Il lavoro di diploma consisteva nell’esporre un caso pratico. Si trattava quindi di seguire un paziente nel percorso della sua patologia e di procedere a trattamenti shiatsu. La scelta del tema del mio lavoro di diploma è nata in maniera naturale. Il mio paziente era un mio cliente in fiduciaria. Discutendo con lui della sua patologia (Morbo di Parkinson) e delle varie terapie
alle quali si sottoponeva, abbiamo deciso insieme di intraprendere questa avventura.

Questo percorso mi ha dato molto da un punto di vista umano. Il rapporto tra me e il mio paziente è cambiato molto nei mesi. Attraverso i trattamenti shiatsu abbiamo imparato a conoscerci meglio e ad instaurare un legame più profondo. Conoscere meglio la malattia permette di avvicinarsi più facilmente a chi sta male e abbatte ogni forma di reciproco imbarazzo.

Questo è un fattore importante secondo me per eseguire un buon trattamento su un paziente.

Ma la conoscenza si ottiene anche e soprattutto con la pratica. Questa ti permette di raggiungere maggior sensibilità e di trovare delle soluzioni nuove per raggiungere gli obiettivi prefissati.

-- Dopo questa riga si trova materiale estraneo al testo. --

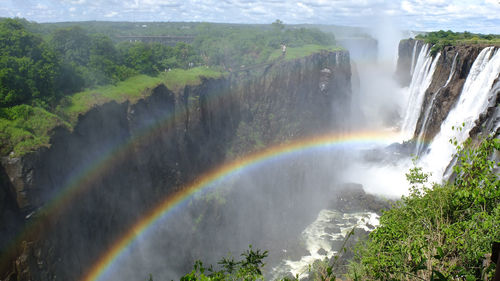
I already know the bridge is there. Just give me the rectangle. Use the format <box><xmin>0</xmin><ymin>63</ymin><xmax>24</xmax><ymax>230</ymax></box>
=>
<box><xmin>116</xmin><ymin>35</ymin><xmax>195</xmax><ymax>46</ymax></box>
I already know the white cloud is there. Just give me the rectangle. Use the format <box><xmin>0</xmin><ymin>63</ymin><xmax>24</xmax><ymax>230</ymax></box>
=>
<box><xmin>0</xmin><ymin>0</ymin><xmax>500</xmax><ymax>33</ymax></box>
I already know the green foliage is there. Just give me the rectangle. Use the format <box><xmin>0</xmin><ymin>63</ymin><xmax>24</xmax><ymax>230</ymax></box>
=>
<box><xmin>415</xmin><ymin>30</ymin><xmax>500</xmax><ymax>56</ymax></box>
<box><xmin>351</xmin><ymin>136</ymin><xmax>500</xmax><ymax>280</ymax></box>
<box><xmin>0</xmin><ymin>19</ymin><xmax>59</xmax><ymax>107</ymax></box>
<box><xmin>0</xmin><ymin>105</ymin><xmax>70</xmax><ymax>156</ymax></box>
<box><xmin>180</xmin><ymin>245</ymin><xmax>268</xmax><ymax>281</ymax></box>
<box><xmin>194</xmin><ymin>20</ymin><xmax>335</xmax><ymax>70</ymax></box>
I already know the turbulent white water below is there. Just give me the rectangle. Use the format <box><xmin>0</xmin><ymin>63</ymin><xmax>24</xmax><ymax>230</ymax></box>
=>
<box><xmin>272</xmin><ymin>210</ymin><xmax>379</xmax><ymax>279</ymax></box>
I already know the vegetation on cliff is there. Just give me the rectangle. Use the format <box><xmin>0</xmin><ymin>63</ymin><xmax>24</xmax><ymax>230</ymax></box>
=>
<box><xmin>415</xmin><ymin>30</ymin><xmax>500</xmax><ymax>56</ymax></box>
<box><xmin>0</xmin><ymin>18</ymin><xmax>334</xmax><ymax>155</ymax></box>
<box><xmin>351</xmin><ymin>135</ymin><xmax>500</xmax><ymax>280</ymax></box>
<box><xmin>175</xmin><ymin>138</ymin><xmax>500</xmax><ymax>281</ymax></box>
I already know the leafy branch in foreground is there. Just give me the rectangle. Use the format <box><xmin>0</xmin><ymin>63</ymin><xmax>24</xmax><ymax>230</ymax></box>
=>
<box><xmin>181</xmin><ymin>245</ymin><xmax>268</xmax><ymax>281</ymax></box>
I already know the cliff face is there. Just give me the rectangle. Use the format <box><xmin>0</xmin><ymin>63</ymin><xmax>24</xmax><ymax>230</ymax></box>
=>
<box><xmin>395</xmin><ymin>39</ymin><xmax>424</xmax><ymax>87</ymax></box>
<box><xmin>0</xmin><ymin>51</ymin><xmax>351</xmax><ymax>280</ymax></box>
<box><xmin>396</xmin><ymin>40</ymin><xmax>495</xmax><ymax>141</ymax></box>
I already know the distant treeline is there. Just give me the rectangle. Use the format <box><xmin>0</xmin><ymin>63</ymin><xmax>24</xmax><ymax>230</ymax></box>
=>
<box><xmin>415</xmin><ymin>30</ymin><xmax>500</xmax><ymax>56</ymax></box>
<box><xmin>0</xmin><ymin>18</ymin><xmax>334</xmax><ymax>108</ymax></box>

Ci sono stati momenti complicati e, a volte, frustranti. Ogni trattamento era diverso perché diversa era la situazione nella quale si trovava il paziente.

A volte misembrava di aver raggiunto grandi risultati e a volte di aver fatto cento passi indietro.

Il Morbo di Parkinson non si guarisce con lo Shiatsu ma il trattamento aiuta, associato ad altre terapie, a mantenere attivo il corpo dei pazienti. Questo è diventato il mio obiettivo finale che mi ha permesso di distogliere lo sguardo dalla ricerca dei risultati. Il beneficio sta quindi nel trattare il paziente continuamente e assiduamente.

Il malato di Parkinson deve seguire diverse terapie contemporaneamente. La base è la stimolazione, tramite esercizi, di tutto il corpo. Allo shiatsu si possono associare altre terapie specifiche come l’ergoterapia, la fisioterapia, il pilates, il nordic walking ma anche la teatroterapia, la logopedia, … .

Il paziente ha gradito i trattamenti e ne ha ricavato sicuramente dei benefici, anche se a volte gli effetti si traducevano in grande stanchezza e dolore. Con il tempo ho imparato a raggiungere un certo equilibrio dosando la pressione e limitando
il tempo dei trattamenti. Questo mi ha permesso di acquisire maggiorsensibilità ma soprattutto mi ha insegnato l’importanza di ascoltare i pazienti.